I figured it was some other type. Just odd that out of the 130+ images the request returns all but this one is a PNG.
I know this is a trivial matter. I will have to code around it as the project I am working on can’t display a PSD file , not without me coding some sort of importer .
Ok now this is odd.
I was going to code around this spot by taking the response header from the download code and check the “Content-Type” but it is returning “image/png”.
So this appears to be some error on the server side maybe.
I don’t know what your application is of all 3 scales, but you could just use the 1x or 3x version in its place and scale it locally. If it’s a web application, HTML and CSS can scale it just fine. I could also provide you with the 2x version if you’d like. I’ll see about reporting this issue to someone if you don’t intend to. Should be an easy fix.
I have already implemented a work-around.

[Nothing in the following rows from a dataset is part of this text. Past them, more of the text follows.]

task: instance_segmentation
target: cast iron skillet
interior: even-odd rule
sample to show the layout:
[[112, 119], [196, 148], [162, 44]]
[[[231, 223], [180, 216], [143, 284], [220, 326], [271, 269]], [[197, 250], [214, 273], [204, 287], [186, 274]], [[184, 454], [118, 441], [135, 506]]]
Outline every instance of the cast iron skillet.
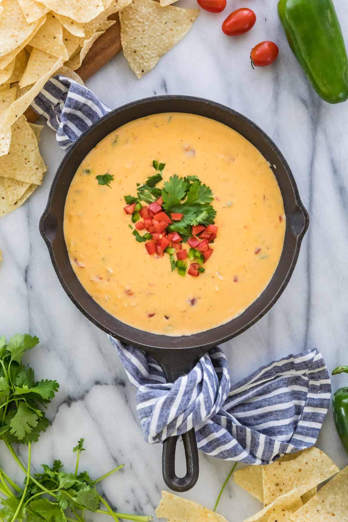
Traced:
[[[111, 132], [133, 120], [161, 112], [187, 112], [224, 123], [249, 140], [272, 165], [281, 191], [286, 227], [279, 264], [268, 286], [241, 315], [226, 324], [200, 334], [177, 337], [156, 335], [124, 324], [109, 315], [82, 288], [69, 260], [63, 234], [63, 215], [69, 186], [86, 155]], [[165, 160], [165, 158], [164, 160]], [[281, 152], [253, 122], [227, 107], [190, 96], [158, 96], [120, 107], [101, 118], [80, 137], [61, 163], [52, 184], [40, 230], [61, 283], [79, 310], [92, 323], [123, 342], [151, 354], [163, 369], [168, 382], [174, 382], [190, 370], [210, 348], [232, 339], [258, 321], [271, 308], [287, 284], [297, 259], [309, 218], [298, 195], [295, 180]], [[163, 444], [162, 468], [167, 485], [175, 491], [193, 488], [198, 478], [198, 455], [194, 429], [183, 436], [186, 474], [175, 470], [177, 437]]]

But my post was to inform on a possible mistake/error either in the API or the back end of the server housing the images.
If I can’t trust that the server is returning the type of file it reports in the return header then in cases where it returns a file type I don’t anticipate would lead to unresolved errors in my app.
Since I posted this thread I found another url for a different image returning a PSD file when the server is reporting it as a PNG. The images returned in the API appear to be adding more from time to time , it just added a whole new set recently.
I realize this is a small issue but it appears to be a legitimate error.
All I am saying is it would be nice if I could trust the process.